Création par un être suprême
Les érudits du XIXe siècle qui ont étudié l’évolution de la culture et de la religion humaines (par exemple, Sir James George Frazer et Sir Edward Burnett Tylor) ont estimé que la notion de création du monde par un être suprême ne se produisait qu’au stade le plus élevé du développement culturel.

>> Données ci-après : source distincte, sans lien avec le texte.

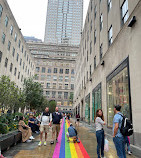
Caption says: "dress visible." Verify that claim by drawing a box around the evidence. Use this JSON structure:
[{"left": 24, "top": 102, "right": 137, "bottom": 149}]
[{"left": 19, "top": 120, "right": 32, "bottom": 142}]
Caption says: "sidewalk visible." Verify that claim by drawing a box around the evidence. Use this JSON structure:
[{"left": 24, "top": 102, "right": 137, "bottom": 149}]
[{"left": 4, "top": 119, "right": 136, "bottom": 158}]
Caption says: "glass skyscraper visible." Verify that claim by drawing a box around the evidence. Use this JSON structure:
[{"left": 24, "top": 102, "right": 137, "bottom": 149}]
[{"left": 44, "top": 0, "right": 83, "bottom": 45}]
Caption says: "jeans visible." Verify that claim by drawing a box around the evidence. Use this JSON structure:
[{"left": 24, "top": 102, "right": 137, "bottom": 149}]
[
  {"left": 96, "top": 130, "right": 104, "bottom": 158},
  {"left": 113, "top": 137, "right": 126, "bottom": 158}
]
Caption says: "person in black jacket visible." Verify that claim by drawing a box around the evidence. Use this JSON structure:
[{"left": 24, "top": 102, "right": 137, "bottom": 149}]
[{"left": 50, "top": 107, "right": 62, "bottom": 144}]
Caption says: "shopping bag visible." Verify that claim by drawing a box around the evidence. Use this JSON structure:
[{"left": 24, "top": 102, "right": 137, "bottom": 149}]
[{"left": 104, "top": 139, "right": 109, "bottom": 152}]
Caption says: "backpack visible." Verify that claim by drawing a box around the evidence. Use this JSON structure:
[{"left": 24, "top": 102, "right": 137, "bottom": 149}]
[{"left": 119, "top": 114, "right": 133, "bottom": 136}]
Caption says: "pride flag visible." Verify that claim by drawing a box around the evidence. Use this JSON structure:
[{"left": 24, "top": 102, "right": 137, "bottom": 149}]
[{"left": 52, "top": 119, "right": 90, "bottom": 158}]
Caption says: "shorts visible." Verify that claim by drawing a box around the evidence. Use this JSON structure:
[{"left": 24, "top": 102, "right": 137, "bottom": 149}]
[
  {"left": 40, "top": 125, "right": 49, "bottom": 133},
  {"left": 52, "top": 124, "right": 60, "bottom": 133}
]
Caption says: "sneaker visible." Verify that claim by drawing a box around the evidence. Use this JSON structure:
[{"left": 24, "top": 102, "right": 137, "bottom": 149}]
[
  {"left": 50, "top": 141, "right": 54, "bottom": 145},
  {"left": 38, "top": 141, "right": 42, "bottom": 146},
  {"left": 44, "top": 142, "right": 47, "bottom": 146},
  {"left": 128, "top": 151, "right": 132, "bottom": 155}
]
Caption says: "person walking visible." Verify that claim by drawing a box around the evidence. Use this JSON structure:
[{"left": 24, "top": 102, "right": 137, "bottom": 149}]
[
  {"left": 50, "top": 107, "right": 62, "bottom": 144},
  {"left": 113, "top": 105, "right": 126, "bottom": 158},
  {"left": 38, "top": 107, "right": 52, "bottom": 146},
  {"left": 95, "top": 109, "right": 106, "bottom": 158}
]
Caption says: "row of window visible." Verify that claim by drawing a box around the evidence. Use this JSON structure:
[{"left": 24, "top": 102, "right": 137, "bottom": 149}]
[
  {"left": 35, "top": 75, "right": 74, "bottom": 82},
  {"left": 45, "top": 83, "right": 74, "bottom": 90},
  {"left": 0, "top": 4, "right": 33, "bottom": 68},
  {"left": 46, "top": 91, "right": 69, "bottom": 99},
  {"left": 36, "top": 67, "right": 74, "bottom": 74}
]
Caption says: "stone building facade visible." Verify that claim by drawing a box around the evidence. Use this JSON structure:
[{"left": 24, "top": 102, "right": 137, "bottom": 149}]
[
  {"left": 28, "top": 42, "right": 78, "bottom": 112},
  {"left": 73, "top": 0, "right": 141, "bottom": 152},
  {"left": 0, "top": 0, "right": 35, "bottom": 88}
]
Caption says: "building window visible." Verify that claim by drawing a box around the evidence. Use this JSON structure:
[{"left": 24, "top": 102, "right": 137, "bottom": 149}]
[
  {"left": 10, "top": 63, "right": 13, "bottom": 72},
  {"left": 90, "top": 41, "right": 92, "bottom": 54},
  {"left": 48, "top": 68, "right": 51, "bottom": 73},
  {"left": 107, "top": 59, "right": 131, "bottom": 127},
  {"left": 0, "top": 51, "right": 2, "bottom": 63},
  {"left": 53, "top": 83, "right": 56, "bottom": 89},
  {"left": 100, "top": 14, "right": 103, "bottom": 31},
  {"left": 71, "top": 76, "right": 74, "bottom": 82},
  {"left": 94, "top": 30, "right": 96, "bottom": 44},
  {"left": 65, "top": 76, "right": 69, "bottom": 82},
  {"left": 91, "top": 20, "right": 93, "bottom": 31},
  {"left": 94, "top": 6, "right": 97, "bottom": 19},
  {"left": 12, "top": 47, "right": 15, "bottom": 57},
  {"left": 10, "top": 25, "right": 13, "bottom": 35},
  {"left": 90, "top": 65, "right": 92, "bottom": 76},
  {"left": 36, "top": 67, "right": 40, "bottom": 72},
  {"left": 108, "top": 0, "right": 112, "bottom": 12},
  {"left": 59, "top": 76, "right": 63, "bottom": 82},
  {"left": 5, "top": 16, "right": 9, "bottom": 27},
  {"left": 121, "top": 0, "right": 129, "bottom": 24},
  {"left": 14, "top": 67, "right": 17, "bottom": 76},
  {"left": 2, "top": 33, "right": 5, "bottom": 44},
  {"left": 71, "top": 84, "right": 74, "bottom": 90},
  {"left": 65, "top": 69, "right": 69, "bottom": 74},
  {"left": 20, "top": 59, "right": 22, "bottom": 66},
  {"left": 54, "top": 68, "right": 57, "bottom": 73},
  {"left": 108, "top": 25, "right": 113, "bottom": 46},
  {"left": 42, "top": 67, "right": 46, "bottom": 73},
  {"left": 71, "top": 69, "right": 74, "bottom": 75},
  {"left": 4, "top": 58, "right": 8, "bottom": 68},
  {"left": 41, "top": 75, "right": 46, "bottom": 81},
  {"left": 15, "top": 33, "right": 17, "bottom": 42},
  {"left": 18, "top": 72, "right": 20, "bottom": 79},
  {"left": 52, "top": 91, "right": 56, "bottom": 98},
  {"left": 59, "top": 69, "right": 63, "bottom": 74},
  {"left": 94, "top": 56, "right": 96, "bottom": 69},
  {"left": 0, "top": 4, "right": 3, "bottom": 19},
  {"left": 17, "top": 53, "right": 19, "bottom": 62},
  {"left": 92, "top": 84, "right": 102, "bottom": 122},
  {"left": 46, "top": 91, "right": 50, "bottom": 98},
  {"left": 8, "top": 41, "right": 11, "bottom": 51},
  {"left": 58, "top": 92, "right": 62, "bottom": 99},
  {"left": 47, "top": 75, "right": 51, "bottom": 81},
  {"left": 100, "top": 44, "right": 103, "bottom": 60},
  {"left": 18, "top": 40, "right": 21, "bottom": 48},
  {"left": 64, "top": 92, "right": 68, "bottom": 99},
  {"left": 47, "top": 83, "right": 50, "bottom": 88},
  {"left": 53, "top": 75, "right": 57, "bottom": 81},
  {"left": 65, "top": 84, "right": 68, "bottom": 89}
]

Andrew Lang, folkloriste écossais, a contesté cette conception du développement des idées religieuses, car il a trouvé dans les écrits d’anthropologues, d’ethnologues et de voyageurs des preuves d’une croyance en un être suprême ou en un dieu élevé parmi les cultures qui avaient été classées comme les plus primitives. Cette position a été reprise et développée par un prêtre-anthropologue autrichien, Wilhelm Matthäus Schmidt, qui a inversé la théorie de l’évolution, estimant qu’il existait une notion primordiale d’être suprême, une sorte de conception intellectuelle et religieuse originale d’un dieu créateur unique, qui a dégénéré dans les étapes culturelles ultérieures. Bien que les théories de Schmidt sur les étapes et la diffusion historiques culturelles et une révélation primordiale originale aient été pour la plupart discréditées et abandonnées, l’existence d’une croyance en un être suprême parmi les peuples primitifs (une notion découverte par Andrew Lang) a été prouvée et attestée à maintes reprises par des chercheurs de nombreuses cultures. Cette croyance a été trouvée parmi les cultures d’Afrique, les Aïnous des îles du nord du Japon, les Amérindiens, les Australiens du centre-sud, les Fuégiens d’Amérique du Sud et dans presque toutes les parties du globe.
Bien que la nature et les caractéristiques précises de la déité créatrice suprême puissent différer d’une culture à l’autre, une structure spécifique et omniprésente de ce type de déité peut être discernée. Les caractéristiques suivantes ont tendance à être communes: (1) il est tout sage et tout puissant. Le monde naît grâce à sa sagesse, et il est capable d’actualiser le monde grâce à sa puissance. (2) La divinité existe seule avant la création du monde. Il n’y a pas d’être ou de chose avant son existence. Aucune explication ne peut donc être donnée de son existence, devant laquelle on se confronte au mystère ultime. (3) Le mode de création est conscient, délibéré et ordonné. C’est encore un aspect de la sagesse et de la puissance du créateur. La création se produit parce que la divinité semble avoir un plan précis à l’esprit et ne crée pas sur une base d’essais et d’erreurs. Dans la Genèse, par exemple, certaines parties du monde sont créées en série; dans un mythe égyptien, Kheper, la divinité créatrice, dit: « J’ai planifié dans mon cœur », et dans un mythe maori, la divinité créatrice passe de l’inactivité à des stades croissants d’activité. (4) La création du monde est simultanément une expression de la liberté et du but de la déité. Son mode de création définit le modèle et le but de tous les aspects de la création, bien que la déité ne soit pas liée par sa création. Sa relation à l’ordre créé après la création est à nouveau un aspect de sa liberté. (5) Dans plusieurs mythes de la création de ce type, la divinité créatrice se retire du monde après sa création. Après la création, la divinité s’en va et n’apparaît à nouveau que lorsqu’une catastrophe menace l’ordre créé. (6) La divinité créatrice suprême est souvent un dieu du ciel, et la divinité sous cette forme est un exemple de l’évaluation religieuse du symbolisme du ciel.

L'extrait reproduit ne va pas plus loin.